Die Körpergröße reagiert so sensibel auf schlechte Lebensbedingungen, dass sich an ihr sogar die Missernten herauslesen lassen, die es während der Kleinen Eiszeit in Europa gab. "Im 17. Jahrhundert erreichten französische Männer im Durchschnitt nur 1,62 Meter", sagt der Wirtschaftswissenschaftler John Komlos von der Universität München.

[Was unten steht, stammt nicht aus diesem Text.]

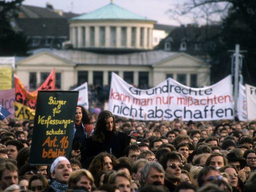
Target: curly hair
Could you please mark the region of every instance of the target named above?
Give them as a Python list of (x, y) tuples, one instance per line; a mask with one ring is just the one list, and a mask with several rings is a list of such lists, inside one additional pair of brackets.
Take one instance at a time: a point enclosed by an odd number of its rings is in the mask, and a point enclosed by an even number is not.
[(103, 170), (104, 158), (105, 156), (108, 156), (111, 159), (113, 167), (118, 164), (118, 160), (114, 156), (108, 152), (100, 152), (94, 158), (88, 168), (88, 170), (92, 173), (94, 178), (96, 177), (98, 172)]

Dagegen findet sich heute im Nordwesten Europas dank eines modernen Gesundheits- und Bildungssystems eines der größten Völker der Welt: die Niederländer mit durchschnittlich 1,85Meter langen Männern. Zum Vergleich: Die 18- bis 35-jährigen deutschen Männer waren laut Statistischem Bundesamt im Jahr 2003 1,80Meter groß, die gleichaltrigen Frauen 1,67Meter.

Eigentlich sei die Körpergröße der Parameter zum Messen von Wohlstand schlechthin, sagt Komlos. "Pro-Kopf-Einkommen und Pro-Kopf-Sozialprodukt erfassen viele Aspekte der Lebensqualität nicht", betont er. Zum Beispiel hätten Hausfrauen und Kinder kein Einkommen. Zudem könne das Pro-Kopf-Einkommen gleich bleiben, obwohl ein Teil der Bevölkerung ärmer und ein anderer reicher wird. Umweltverschmutzung taucht darin genauso wenig auf wie die medizinische Versorgung. Und vor allem: Für Zeiten und Länder, für die es keine Daten gibt, ist die Körpergröße oft der einzige greifbare Parameter.

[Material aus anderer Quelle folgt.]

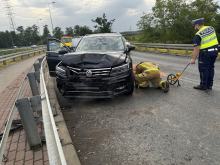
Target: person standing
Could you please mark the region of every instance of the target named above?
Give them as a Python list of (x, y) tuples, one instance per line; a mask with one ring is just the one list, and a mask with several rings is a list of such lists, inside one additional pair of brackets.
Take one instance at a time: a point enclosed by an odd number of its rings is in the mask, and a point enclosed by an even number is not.
[(195, 64), (198, 57), (200, 84), (194, 86), (198, 90), (212, 90), (215, 61), (218, 56), (218, 39), (212, 26), (204, 25), (204, 18), (192, 21), (194, 29), (198, 32), (193, 38), (193, 53), (191, 64)]

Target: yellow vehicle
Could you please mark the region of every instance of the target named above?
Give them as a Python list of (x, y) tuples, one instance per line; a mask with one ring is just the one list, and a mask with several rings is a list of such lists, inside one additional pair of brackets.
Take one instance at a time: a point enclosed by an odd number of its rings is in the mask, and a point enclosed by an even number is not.
[(73, 37), (71, 36), (63, 36), (61, 38), (61, 46), (68, 46), (68, 47), (73, 47), (73, 42), (72, 42)]

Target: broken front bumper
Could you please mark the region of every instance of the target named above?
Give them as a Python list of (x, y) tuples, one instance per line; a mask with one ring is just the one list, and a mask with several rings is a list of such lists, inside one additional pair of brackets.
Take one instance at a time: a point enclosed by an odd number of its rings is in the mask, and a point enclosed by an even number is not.
[(113, 98), (126, 93), (132, 70), (117, 76), (64, 78), (57, 75), (57, 88), (64, 97)]

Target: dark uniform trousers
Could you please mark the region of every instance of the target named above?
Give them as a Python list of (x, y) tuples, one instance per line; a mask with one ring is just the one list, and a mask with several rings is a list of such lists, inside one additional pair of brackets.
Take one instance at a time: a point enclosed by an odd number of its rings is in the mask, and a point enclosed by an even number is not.
[(201, 50), (199, 52), (200, 85), (204, 88), (213, 86), (215, 61), (218, 51)]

Beispiel Nordkorea: Wie schlecht die Versorgungslage unter dem kommunistischen Regime seit 50 Jahren ist, hat die Anthropologin Pak Sunyoung von der National-Universität Seoul Ende 2004 anhand von Größendaten belegt.

Während das abgeschottete Land andere Daten nicht herausgibt, gewann Pak ihre Größendaten mit Hilfe von Flüchtlingen. "Anders als die meisten Völker der Welt sind die Nordkoreaner nach dem Zweiten Weltkrieg praktisch nicht mehr gewachsen", sagt Pak. Die 20-Jährigen sind heute mit durchschnittlich knapp 1,59 Meter noch so klein wie vor 60 Jahren, gleichaltrige Südkoreaner sind sechs Zentimeter größer.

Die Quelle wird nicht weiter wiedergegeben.